Cela va surement permettre des diagnostics plus
précoces. Comme pour tous les examens en imagerie, le type
de matériel utilisé, les techniques
d’utilisation et les compétences du lecteur des
clichés sont importants.
La consultation
neurologique est faite par le médecin neurologue. En
début de maladie l’examen neurologique est souvent
normal car les troubles n’apparaissent pas encore et ne
permettent pas de détecter la maladie. Seul, il est donc
insuffisant pour définir qu’il n’y a pas
de maladie neuro-dégénérative.
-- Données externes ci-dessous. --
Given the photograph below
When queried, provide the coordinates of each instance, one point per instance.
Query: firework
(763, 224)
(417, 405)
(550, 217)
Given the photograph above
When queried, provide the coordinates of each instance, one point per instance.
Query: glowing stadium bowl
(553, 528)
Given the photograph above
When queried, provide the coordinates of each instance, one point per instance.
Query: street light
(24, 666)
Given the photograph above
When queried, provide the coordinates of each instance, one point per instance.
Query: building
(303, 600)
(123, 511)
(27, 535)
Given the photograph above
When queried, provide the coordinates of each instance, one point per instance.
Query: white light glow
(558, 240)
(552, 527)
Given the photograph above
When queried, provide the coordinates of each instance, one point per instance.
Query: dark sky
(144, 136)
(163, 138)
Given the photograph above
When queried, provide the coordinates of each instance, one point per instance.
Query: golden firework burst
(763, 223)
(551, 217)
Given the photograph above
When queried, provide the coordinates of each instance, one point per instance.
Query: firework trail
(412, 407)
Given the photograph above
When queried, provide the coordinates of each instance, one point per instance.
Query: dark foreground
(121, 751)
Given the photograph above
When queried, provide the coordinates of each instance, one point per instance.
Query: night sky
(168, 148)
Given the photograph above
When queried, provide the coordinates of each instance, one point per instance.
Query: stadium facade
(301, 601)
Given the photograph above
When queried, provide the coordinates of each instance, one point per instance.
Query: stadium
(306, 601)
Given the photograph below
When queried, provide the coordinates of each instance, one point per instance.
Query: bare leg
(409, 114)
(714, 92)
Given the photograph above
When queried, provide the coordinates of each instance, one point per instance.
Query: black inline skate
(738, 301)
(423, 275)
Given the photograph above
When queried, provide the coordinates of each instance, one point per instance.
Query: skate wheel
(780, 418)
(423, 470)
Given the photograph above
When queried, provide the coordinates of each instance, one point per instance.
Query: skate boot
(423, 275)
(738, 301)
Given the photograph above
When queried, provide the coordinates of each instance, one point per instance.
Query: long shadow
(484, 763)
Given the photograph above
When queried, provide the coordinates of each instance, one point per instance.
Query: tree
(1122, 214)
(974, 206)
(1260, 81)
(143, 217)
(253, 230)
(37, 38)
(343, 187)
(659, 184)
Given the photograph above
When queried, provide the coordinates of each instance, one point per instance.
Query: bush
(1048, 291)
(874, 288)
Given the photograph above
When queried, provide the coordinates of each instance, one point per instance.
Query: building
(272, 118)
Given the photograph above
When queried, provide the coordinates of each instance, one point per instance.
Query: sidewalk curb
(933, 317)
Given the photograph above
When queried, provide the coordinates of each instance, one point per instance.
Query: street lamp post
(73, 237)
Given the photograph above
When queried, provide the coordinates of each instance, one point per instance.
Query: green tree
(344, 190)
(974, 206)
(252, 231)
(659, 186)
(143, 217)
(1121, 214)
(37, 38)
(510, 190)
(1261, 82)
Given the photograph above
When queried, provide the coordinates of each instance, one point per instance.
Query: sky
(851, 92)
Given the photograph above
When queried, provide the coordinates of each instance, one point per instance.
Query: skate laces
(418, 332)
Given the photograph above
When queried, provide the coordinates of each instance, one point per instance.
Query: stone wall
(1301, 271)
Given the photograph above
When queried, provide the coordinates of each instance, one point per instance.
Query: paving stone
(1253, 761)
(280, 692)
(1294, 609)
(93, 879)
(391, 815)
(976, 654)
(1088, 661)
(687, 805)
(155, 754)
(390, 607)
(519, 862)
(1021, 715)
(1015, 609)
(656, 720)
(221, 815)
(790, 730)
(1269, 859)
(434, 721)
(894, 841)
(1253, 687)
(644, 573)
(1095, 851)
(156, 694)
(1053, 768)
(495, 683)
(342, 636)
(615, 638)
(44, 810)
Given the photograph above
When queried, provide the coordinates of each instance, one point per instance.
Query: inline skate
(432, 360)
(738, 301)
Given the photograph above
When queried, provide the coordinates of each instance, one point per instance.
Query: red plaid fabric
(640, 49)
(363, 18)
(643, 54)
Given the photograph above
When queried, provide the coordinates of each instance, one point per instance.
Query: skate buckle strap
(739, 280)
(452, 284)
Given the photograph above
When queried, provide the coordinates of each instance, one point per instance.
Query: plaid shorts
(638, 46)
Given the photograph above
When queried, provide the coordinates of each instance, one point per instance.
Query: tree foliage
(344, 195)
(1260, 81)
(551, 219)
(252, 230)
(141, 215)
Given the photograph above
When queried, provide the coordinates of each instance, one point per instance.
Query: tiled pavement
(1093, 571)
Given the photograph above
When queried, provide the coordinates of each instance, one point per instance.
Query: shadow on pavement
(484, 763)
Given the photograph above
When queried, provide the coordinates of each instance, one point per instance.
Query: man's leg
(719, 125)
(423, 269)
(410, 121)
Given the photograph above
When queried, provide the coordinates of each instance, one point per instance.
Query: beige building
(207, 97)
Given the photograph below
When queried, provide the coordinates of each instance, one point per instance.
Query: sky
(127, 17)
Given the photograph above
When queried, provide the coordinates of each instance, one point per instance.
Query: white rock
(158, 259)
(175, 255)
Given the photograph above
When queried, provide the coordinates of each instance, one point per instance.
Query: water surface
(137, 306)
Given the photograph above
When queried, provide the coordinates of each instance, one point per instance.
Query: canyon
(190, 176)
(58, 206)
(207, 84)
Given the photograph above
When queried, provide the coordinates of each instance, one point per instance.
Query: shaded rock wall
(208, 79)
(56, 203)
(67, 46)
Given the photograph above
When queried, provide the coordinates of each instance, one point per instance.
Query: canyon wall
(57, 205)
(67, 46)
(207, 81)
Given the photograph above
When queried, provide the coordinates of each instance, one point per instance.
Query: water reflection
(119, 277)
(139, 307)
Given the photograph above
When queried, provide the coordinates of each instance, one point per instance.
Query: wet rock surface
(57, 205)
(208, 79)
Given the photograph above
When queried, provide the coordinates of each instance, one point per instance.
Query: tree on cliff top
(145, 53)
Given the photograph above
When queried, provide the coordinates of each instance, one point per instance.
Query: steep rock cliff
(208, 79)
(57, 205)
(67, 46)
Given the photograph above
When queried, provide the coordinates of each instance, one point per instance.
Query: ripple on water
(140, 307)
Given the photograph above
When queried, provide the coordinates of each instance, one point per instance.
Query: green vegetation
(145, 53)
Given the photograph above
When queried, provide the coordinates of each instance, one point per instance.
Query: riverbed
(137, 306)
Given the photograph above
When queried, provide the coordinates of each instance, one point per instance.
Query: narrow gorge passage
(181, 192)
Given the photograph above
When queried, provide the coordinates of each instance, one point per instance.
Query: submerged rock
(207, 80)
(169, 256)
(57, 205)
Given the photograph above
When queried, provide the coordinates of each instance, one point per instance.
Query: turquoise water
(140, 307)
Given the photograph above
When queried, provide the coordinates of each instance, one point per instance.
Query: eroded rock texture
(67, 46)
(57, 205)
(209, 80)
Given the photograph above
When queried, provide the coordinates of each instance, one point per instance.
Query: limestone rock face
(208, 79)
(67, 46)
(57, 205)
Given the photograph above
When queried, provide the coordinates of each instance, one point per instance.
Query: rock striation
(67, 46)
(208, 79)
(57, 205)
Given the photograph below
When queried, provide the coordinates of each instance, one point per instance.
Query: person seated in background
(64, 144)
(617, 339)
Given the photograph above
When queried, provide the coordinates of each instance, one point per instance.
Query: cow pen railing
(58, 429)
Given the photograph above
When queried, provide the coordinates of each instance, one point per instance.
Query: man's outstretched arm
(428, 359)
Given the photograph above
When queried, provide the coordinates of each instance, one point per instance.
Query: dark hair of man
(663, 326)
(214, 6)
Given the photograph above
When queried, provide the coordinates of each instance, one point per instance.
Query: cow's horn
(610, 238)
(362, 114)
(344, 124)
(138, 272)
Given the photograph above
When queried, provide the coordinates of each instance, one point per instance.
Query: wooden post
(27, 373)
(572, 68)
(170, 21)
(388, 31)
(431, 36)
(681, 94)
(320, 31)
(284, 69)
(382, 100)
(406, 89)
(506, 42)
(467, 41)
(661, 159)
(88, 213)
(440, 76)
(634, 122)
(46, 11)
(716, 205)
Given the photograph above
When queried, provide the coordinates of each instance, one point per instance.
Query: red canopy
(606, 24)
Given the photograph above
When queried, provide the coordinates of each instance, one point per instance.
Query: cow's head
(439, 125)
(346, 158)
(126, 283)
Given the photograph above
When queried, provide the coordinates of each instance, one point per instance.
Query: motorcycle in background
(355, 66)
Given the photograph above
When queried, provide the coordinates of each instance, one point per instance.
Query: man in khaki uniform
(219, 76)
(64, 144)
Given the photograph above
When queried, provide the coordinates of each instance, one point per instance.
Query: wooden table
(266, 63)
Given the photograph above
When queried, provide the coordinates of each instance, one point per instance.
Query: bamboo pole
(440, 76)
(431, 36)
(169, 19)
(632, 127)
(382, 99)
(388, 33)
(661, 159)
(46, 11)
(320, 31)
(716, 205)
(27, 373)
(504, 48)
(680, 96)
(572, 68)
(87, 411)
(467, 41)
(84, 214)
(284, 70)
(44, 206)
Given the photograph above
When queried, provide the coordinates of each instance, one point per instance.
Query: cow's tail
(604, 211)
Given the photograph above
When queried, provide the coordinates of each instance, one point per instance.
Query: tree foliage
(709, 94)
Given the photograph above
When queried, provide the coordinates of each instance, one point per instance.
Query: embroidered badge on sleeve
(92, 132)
Il
consiste en un examen clinique, par lequel le médecin va
rechercher un certain nombre de signes et de réactions
indiquant un trouble neurologique.
Il va, entre autre, rechercher :
- Des troubles oculomoteurs
- Des troubles de la marche
- Des troubles de l’équilibre
- Un syndrome parkinsonien
- Des signes de focalisation
- Des anomalies neurologiques
atypiques…
Un bilan biologique doit également
être prescrit. Certains troubles cognitifs peuvent avoir une
cause métabolique. Ils sont réversibles si
l’on met rapidement en place un traitement de
complément. On recherchera :
- Des carences en vitamines
- Des carences hormonales
- Une déshydratation
- Une infection
- Une intoxication
Le bilan neuropsychologique doit être
réalisé par un psychologue-neuropsychologue. Il
s’agit de faire passer une série de tests sous
forme de questions ou de tâches simples à
accomplir pour évaluer les capacités cognitives
du patient. Encore aujourd’hui, c’est
l’examen neuropsychologique qui permet de détecter
les symptômes le plus précocement. Les tests
possibles sont nombreux, plus ou moins longs, plus ou moins sensibles
au moindre trouble. Chaque neuropsychologue choisira les tests qui sont
pertinents pour le patient. C’est ce qui permettra de faire
apparaître ou non le caractère pathologique de la
plainte, puis d’orienter vers un type de maladie. Il donne
également une estimation de la
sévérité de la maladie. Plus le bilan
neuropsychologique est fait en début de maladie, plus il
sera long, car tout doit être exploré. A un stade
évolué de maladie, il est impossible de faire
passer ces tests.
Il explorera en particulier :
- La mémoire, pour la
mémoire épisodique la présence
d’un tiers est indispensable.
- Les praxies
- Le langage
- Les gnosies
- Les capacités attentionnelles
- Les capacités de raisonnement
- Les capacités de jugement
- Les capacités à passer
d’une consigne à une autre
- L’orientation temporelle et spatiale
- L’humeur dépressive
Les examens sont discutés en
équipe afin de poser un diagnostic, quand cela est possible.